Taking a page from the shop’s inventive, vibrant window displays, Modern Kid is set to include a similar vignette at the show, along with a smaller version of the fun store and activities for IDSwest’s younger design aficionados. There will also be a plethora of innovative design, including non-toxic organic products and furniture by such companies as Kitsilano’s Crocodile Baby (among the products it will showcase, check out the Italian wool on the ultra-sleek Como Glider by Monte Design).

Also worth checking out is the Nidi collection by Italy’s Battistella — say goodbye to mess and hello to pops of colour with its clever multi-tasking desks, beds and other streamlined furniture. The company’s space will have beds, poufs, rugs, wallpaper and lots of storage, all with an eye on its eco credentials: water-based lacquers, non-toxic polyethylene for its plastic materials and non-allergenic and anti-dust-and-mite textiles for its mattresses.

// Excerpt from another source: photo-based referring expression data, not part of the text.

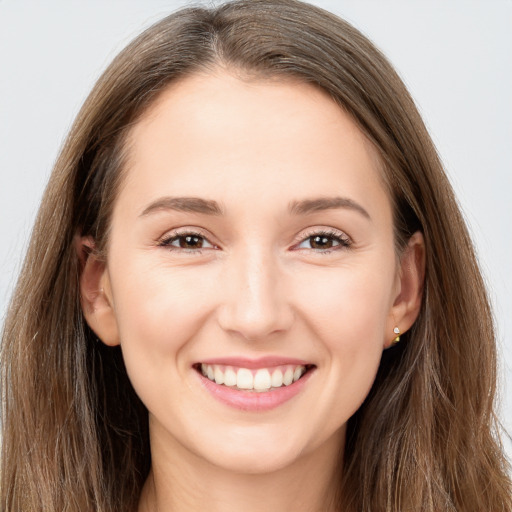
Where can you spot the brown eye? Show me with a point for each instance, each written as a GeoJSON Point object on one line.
{"type": "Point", "coordinates": [187, 241]}
{"type": "Point", "coordinates": [321, 242]}
{"type": "Point", "coordinates": [190, 241]}
{"type": "Point", "coordinates": [325, 242]}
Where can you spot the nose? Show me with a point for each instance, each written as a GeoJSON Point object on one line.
{"type": "Point", "coordinates": [254, 304]}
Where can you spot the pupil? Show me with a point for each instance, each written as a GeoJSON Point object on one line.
{"type": "Point", "coordinates": [190, 241]}
{"type": "Point", "coordinates": [321, 242]}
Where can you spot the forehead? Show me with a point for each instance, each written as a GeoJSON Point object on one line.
{"type": "Point", "coordinates": [216, 134]}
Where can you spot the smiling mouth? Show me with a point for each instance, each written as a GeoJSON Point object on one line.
{"type": "Point", "coordinates": [253, 380]}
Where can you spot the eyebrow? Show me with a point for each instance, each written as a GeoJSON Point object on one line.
{"type": "Point", "coordinates": [210, 207]}
{"type": "Point", "coordinates": [184, 204]}
{"type": "Point", "coordinates": [306, 206]}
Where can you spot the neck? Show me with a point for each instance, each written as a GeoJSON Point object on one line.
{"type": "Point", "coordinates": [180, 481]}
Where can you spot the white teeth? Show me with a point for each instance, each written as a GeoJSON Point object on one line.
{"type": "Point", "coordinates": [219, 375]}
{"type": "Point", "coordinates": [229, 377]}
{"type": "Point", "coordinates": [288, 377]}
{"type": "Point", "coordinates": [244, 379]}
{"type": "Point", "coordinates": [277, 379]}
{"type": "Point", "coordinates": [263, 379]}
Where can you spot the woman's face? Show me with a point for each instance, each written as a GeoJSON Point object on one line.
{"type": "Point", "coordinates": [252, 235]}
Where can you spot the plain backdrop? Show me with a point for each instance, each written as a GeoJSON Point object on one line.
{"type": "Point", "coordinates": [454, 56]}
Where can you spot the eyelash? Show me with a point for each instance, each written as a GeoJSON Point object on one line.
{"type": "Point", "coordinates": [343, 241]}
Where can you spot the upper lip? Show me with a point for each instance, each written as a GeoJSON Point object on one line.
{"type": "Point", "coordinates": [261, 362]}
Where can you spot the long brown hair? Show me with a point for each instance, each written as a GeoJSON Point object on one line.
{"type": "Point", "coordinates": [75, 435]}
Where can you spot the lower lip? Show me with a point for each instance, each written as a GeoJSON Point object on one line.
{"type": "Point", "coordinates": [254, 401]}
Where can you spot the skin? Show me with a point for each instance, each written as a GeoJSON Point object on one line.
{"type": "Point", "coordinates": [259, 286]}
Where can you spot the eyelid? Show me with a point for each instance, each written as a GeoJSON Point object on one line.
{"type": "Point", "coordinates": [165, 240]}
{"type": "Point", "coordinates": [344, 239]}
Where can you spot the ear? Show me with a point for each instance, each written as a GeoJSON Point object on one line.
{"type": "Point", "coordinates": [409, 288]}
{"type": "Point", "coordinates": [95, 292]}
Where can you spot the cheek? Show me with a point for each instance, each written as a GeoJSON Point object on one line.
{"type": "Point", "coordinates": [348, 307]}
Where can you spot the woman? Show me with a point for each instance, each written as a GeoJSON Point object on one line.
{"type": "Point", "coordinates": [250, 286]}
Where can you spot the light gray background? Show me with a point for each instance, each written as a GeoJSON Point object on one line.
{"type": "Point", "coordinates": [454, 56]}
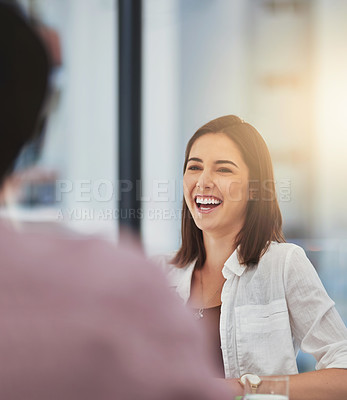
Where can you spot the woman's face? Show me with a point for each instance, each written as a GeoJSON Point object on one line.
{"type": "Point", "coordinates": [215, 184]}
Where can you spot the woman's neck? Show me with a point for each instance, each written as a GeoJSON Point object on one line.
{"type": "Point", "coordinates": [218, 250]}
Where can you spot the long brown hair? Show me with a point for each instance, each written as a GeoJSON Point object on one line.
{"type": "Point", "coordinates": [263, 222]}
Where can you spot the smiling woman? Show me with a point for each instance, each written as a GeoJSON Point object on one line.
{"type": "Point", "coordinates": [258, 298]}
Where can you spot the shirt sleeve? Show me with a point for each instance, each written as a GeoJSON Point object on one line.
{"type": "Point", "coordinates": [316, 325]}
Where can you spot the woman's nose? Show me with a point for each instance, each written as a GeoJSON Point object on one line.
{"type": "Point", "coordinates": [205, 181]}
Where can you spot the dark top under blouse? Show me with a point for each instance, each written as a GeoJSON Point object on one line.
{"type": "Point", "coordinates": [210, 323]}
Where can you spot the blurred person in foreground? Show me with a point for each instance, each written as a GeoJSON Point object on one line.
{"type": "Point", "coordinates": [80, 319]}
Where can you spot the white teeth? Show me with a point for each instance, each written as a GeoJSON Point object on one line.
{"type": "Point", "coordinates": [207, 200]}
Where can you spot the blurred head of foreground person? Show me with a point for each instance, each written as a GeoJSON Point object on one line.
{"type": "Point", "coordinates": [80, 319]}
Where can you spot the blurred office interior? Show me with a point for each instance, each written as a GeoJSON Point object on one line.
{"type": "Point", "coordinates": [279, 64]}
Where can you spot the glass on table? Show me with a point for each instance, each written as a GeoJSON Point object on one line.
{"type": "Point", "coordinates": [271, 388]}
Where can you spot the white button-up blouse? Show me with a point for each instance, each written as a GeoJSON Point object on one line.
{"type": "Point", "coordinates": [271, 310]}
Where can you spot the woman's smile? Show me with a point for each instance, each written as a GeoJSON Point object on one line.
{"type": "Point", "coordinates": [216, 184]}
{"type": "Point", "coordinates": [207, 204]}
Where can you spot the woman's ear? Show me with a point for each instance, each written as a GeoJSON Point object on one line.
{"type": "Point", "coordinates": [253, 191]}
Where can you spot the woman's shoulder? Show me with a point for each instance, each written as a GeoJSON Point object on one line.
{"type": "Point", "coordinates": [283, 250]}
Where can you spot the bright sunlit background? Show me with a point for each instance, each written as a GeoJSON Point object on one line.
{"type": "Point", "coordinates": [279, 64]}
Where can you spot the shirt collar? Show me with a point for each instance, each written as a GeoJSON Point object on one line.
{"type": "Point", "coordinates": [233, 265]}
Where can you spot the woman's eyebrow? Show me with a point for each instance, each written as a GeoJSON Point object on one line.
{"type": "Point", "coordinates": [226, 162]}
{"type": "Point", "coordinates": [194, 159]}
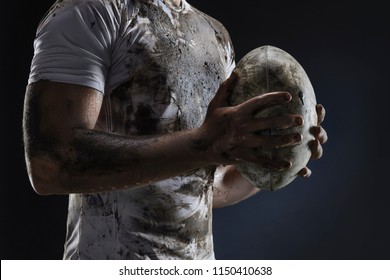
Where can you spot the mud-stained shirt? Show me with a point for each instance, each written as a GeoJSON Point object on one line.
{"type": "Point", "coordinates": [158, 67]}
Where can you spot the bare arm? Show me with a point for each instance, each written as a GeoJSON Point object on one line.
{"type": "Point", "coordinates": [64, 154]}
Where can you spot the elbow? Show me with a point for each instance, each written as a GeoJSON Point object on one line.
{"type": "Point", "coordinates": [45, 176]}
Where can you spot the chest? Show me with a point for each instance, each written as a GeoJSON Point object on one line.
{"type": "Point", "coordinates": [167, 67]}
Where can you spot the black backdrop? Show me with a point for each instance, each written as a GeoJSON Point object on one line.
{"type": "Point", "coordinates": [340, 212]}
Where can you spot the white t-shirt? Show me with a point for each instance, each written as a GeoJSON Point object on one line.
{"type": "Point", "coordinates": [158, 67]}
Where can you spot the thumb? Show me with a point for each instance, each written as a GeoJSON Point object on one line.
{"type": "Point", "coordinates": [221, 97]}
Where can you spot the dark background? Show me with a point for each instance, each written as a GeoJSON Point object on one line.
{"type": "Point", "coordinates": [340, 212]}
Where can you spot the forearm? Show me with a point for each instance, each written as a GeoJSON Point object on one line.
{"type": "Point", "coordinates": [230, 187]}
{"type": "Point", "coordinates": [95, 161]}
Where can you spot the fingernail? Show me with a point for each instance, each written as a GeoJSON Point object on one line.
{"type": "Point", "coordinates": [299, 121]}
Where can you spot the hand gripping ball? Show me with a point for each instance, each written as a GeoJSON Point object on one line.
{"type": "Point", "coordinates": [268, 69]}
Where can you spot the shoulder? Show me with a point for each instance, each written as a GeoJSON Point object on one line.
{"type": "Point", "coordinates": [218, 27]}
{"type": "Point", "coordinates": [110, 11]}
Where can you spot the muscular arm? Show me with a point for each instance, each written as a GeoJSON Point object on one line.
{"type": "Point", "coordinates": [64, 153]}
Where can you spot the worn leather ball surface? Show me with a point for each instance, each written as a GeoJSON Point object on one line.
{"type": "Point", "coordinates": [268, 69]}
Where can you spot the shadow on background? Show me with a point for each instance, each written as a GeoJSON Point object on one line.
{"type": "Point", "coordinates": [340, 212]}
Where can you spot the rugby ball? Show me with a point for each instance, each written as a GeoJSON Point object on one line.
{"type": "Point", "coordinates": [268, 69]}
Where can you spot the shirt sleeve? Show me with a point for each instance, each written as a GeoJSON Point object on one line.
{"type": "Point", "coordinates": [74, 43]}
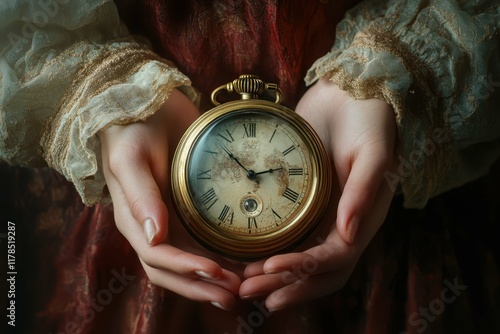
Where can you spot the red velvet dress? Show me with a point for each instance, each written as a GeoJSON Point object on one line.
{"type": "Point", "coordinates": [77, 274]}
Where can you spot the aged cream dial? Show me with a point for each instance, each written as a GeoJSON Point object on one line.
{"type": "Point", "coordinates": [250, 178]}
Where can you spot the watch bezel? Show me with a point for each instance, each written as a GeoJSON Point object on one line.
{"type": "Point", "coordinates": [238, 246]}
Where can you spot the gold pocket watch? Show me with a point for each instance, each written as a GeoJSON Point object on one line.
{"type": "Point", "coordinates": [250, 177]}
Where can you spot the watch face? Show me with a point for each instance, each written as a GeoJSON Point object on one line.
{"type": "Point", "coordinates": [250, 179]}
{"type": "Point", "coordinates": [248, 173]}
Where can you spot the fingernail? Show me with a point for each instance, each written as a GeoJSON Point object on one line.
{"type": "Point", "coordinates": [352, 228]}
{"type": "Point", "coordinates": [204, 274]}
{"type": "Point", "coordinates": [149, 230]}
{"type": "Point", "coordinates": [218, 305]}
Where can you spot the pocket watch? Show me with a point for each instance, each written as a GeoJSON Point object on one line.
{"type": "Point", "coordinates": [250, 177]}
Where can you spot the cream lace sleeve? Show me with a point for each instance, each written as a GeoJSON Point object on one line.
{"type": "Point", "coordinates": [438, 64]}
{"type": "Point", "coordinates": [67, 70]}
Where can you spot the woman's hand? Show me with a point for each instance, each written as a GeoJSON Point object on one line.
{"type": "Point", "coordinates": [360, 137]}
{"type": "Point", "coordinates": [136, 161]}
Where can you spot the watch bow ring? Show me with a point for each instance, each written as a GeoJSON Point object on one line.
{"type": "Point", "coordinates": [250, 177]}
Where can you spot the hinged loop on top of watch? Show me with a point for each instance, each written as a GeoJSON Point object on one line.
{"type": "Point", "coordinates": [249, 86]}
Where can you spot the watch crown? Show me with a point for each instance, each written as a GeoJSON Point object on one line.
{"type": "Point", "coordinates": [249, 86]}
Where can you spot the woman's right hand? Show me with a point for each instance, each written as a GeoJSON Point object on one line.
{"type": "Point", "coordinates": [136, 161]}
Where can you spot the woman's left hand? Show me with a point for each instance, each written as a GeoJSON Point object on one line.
{"type": "Point", "coordinates": [360, 137]}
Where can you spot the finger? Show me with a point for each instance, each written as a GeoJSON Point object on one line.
{"type": "Point", "coordinates": [194, 289]}
{"type": "Point", "coordinates": [254, 269]}
{"type": "Point", "coordinates": [265, 284]}
{"type": "Point", "coordinates": [142, 196]}
{"type": "Point", "coordinates": [162, 256]}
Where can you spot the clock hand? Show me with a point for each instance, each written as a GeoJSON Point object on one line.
{"type": "Point", "coordinates": [269, 171]}
{"type": "Point", "coordinates": [234, 158]}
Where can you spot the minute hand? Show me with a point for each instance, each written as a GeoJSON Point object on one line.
{"type": "Point", "coordinates": [233, 157]}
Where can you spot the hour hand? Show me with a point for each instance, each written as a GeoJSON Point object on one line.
{"type": "Point", "coordinates": [231, 155]}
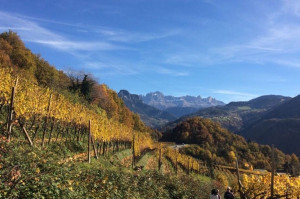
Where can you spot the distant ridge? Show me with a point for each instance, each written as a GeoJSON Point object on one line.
{"type": "Point", "coordinates": [153, 117]}
{"type": "Point", "coordinates": [179, 106]}
{"type": "Point", "coordinates": [236, 116]}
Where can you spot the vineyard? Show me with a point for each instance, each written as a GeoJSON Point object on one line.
{"type": "Point", "coordinates": [45, 118]}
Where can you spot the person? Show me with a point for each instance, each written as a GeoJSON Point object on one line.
{"type": "Point", "coordinates": [228, 194]}
{"type": "Point", "coordinates": [215, 194]}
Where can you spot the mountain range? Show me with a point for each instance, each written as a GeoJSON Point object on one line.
{"type": "Point", "coordinates": [156, 109]}
{"type": "Point", "coordinates": [279, 126]}
{"type": "Point", "coordinates": [270, 119]}
{"type": "Point", "coordinates": [150, 115]}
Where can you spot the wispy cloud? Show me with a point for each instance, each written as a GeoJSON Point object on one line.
{"type": "Point", "coordinates": [278, 42]}
{"type": "Point", "coordinates": [166, 71]}
{"type": "Point", "coordinates": [33, 32]}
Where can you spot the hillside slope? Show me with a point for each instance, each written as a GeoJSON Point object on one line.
{"type": "Point", "coordinates": [236, 116]}
{"type": "Point", "coordinates": [79, 88]}
{"type": "Point", "coordinates": [212, 143]}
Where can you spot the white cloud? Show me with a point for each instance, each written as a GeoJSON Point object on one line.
{"type": "Point", "coordinates": [171, 72]}
{"type": "Point", "coordinates": [33, 32]}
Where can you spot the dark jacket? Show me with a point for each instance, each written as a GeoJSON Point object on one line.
{"type": "Point", "coordinates": [228, 195]}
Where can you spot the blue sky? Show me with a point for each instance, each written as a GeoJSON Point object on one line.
{"type": "Point", "coordinates": [230, 50]}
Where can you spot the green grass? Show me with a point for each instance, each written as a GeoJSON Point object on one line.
{"type": "Point", "coordinates": [33, 172]}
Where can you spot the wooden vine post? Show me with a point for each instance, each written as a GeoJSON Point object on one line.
{"type": "Point", "coordinates": [272, 174]}
{"type": "Point", "coordinates": [94, 147]}
{"type": "Point", "coordinates": [159, 158]}
{"type": "Point", "coordinates": [242, 194]}
{"type": "Point", "coordinates": [26, 134]}
{"type": "Point", "coordinates": [46, 120]}
{"type": "Point", "coordinates": [188, 170]}
{"type": "Point", "coordinates": [89, 143]}
{"type": "Point", "coordinates": [133, 150]}
{"type": "Point", "coordinates": [176, 160]}
{"type": "Point", "coordinates": [10, 114]}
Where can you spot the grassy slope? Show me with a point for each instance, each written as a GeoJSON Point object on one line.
{"type": "Point", "coordinates": [52, 172]}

It’s all part of a show offering people the “next generation of innovative design,” show director Jody Phillips says. “It’s about the adult’s desire to have something more aesthetically pleasing and the children’s to have things that aren’t too precious, so we’re aiming for Modern Kid to be functional yet design-centric.”

Judging by the number of strollers often found on the design floor, which normally attracts 35,000 visitors over the four-day event, “there are plenty of young families that are really interested in design,” Phillips adds. “This is a fresh and new approach — we felt we didn’t discuss kids enough, and yet many of us live in lively households with creative kids.” There’s more than a nod to play time, too. Crocodile Baby’s booth, for example, will also feature toys that encourage child development, such as finger puppets, which help through words and images as well as hand dexterity.

With appropriately youthful enthusiasm, Phillips says: “It’s going to be great.”